In Their Own Words
April 23, 1865
Letter Told of Soldier Desertions
Just days before Confederate general Joseph E. Johnston’s surrender becomes official, Georgian Joseph Cumming wrote to his wife from near Greensboro, N.C. Though he did not mention the massive desertion of soldiers then underway, Cumming’s letter does mention two cases of fellow soldiers leaving for home:
“I am not yet in any proper frame of mind for letter writing. The events of the last ten days, with all my talk about the suddenness with which this war would end, have taken me so much by surprise that I have not been in a normal state of mind for some days.
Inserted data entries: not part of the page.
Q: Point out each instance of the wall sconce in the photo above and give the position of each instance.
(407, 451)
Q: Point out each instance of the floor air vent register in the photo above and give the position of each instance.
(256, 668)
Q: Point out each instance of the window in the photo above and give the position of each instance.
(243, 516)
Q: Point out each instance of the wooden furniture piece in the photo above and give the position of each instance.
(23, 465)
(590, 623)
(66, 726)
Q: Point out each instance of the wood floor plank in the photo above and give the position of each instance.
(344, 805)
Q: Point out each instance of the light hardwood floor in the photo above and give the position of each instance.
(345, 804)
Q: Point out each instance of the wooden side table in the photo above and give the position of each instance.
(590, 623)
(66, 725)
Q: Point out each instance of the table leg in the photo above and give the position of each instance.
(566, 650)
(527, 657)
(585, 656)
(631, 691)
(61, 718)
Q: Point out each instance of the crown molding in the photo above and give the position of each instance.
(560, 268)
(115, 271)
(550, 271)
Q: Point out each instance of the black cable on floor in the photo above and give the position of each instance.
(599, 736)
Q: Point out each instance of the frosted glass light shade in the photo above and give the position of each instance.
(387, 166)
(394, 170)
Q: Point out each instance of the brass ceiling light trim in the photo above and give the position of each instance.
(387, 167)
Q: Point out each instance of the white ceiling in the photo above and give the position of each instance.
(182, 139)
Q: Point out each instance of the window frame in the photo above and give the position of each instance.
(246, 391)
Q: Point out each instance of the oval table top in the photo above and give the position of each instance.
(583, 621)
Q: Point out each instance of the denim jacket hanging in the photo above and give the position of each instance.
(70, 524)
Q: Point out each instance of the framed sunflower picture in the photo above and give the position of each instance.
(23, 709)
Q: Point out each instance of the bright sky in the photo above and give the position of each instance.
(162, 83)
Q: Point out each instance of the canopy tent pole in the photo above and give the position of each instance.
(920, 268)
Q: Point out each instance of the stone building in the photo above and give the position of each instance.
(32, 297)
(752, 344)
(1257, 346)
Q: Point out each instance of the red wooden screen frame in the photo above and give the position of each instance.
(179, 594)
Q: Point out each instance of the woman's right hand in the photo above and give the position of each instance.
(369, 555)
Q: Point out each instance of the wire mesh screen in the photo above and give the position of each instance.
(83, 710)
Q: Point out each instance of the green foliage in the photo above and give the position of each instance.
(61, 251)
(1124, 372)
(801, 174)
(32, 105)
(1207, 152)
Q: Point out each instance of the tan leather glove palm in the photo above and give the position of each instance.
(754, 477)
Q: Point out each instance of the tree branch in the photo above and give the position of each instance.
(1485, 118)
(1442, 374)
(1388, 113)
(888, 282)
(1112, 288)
Time hangs very heavily upon my hands. We have nothing to do, yet I feel no inclination for letter writing. I sent you a short letter by Henry day before yesterday. The departure of Henry Meyers today for Augusta presents another opportunity for sending you tidings of my welfare. It is impossible for me to say as yet when I shall start home. I ought to do so in a few days, if the terms agreed upon between Sherman and Johnston are adopted promptly by the United States Government. We are doing nothing in the meantime but awaiting listlessly for tidings from Washington. A rumor reaches us today that the assassination of Lincoln, announced in orders to Sherman’s army, never took place but the whole affair was a hoax perpetrated by some of our cavalry which tapped the telegraph lines in [the] rear of Sherman’s army. I hope the rumor proves true! Give my love to all at home. Kisses to the little ones. Yours.”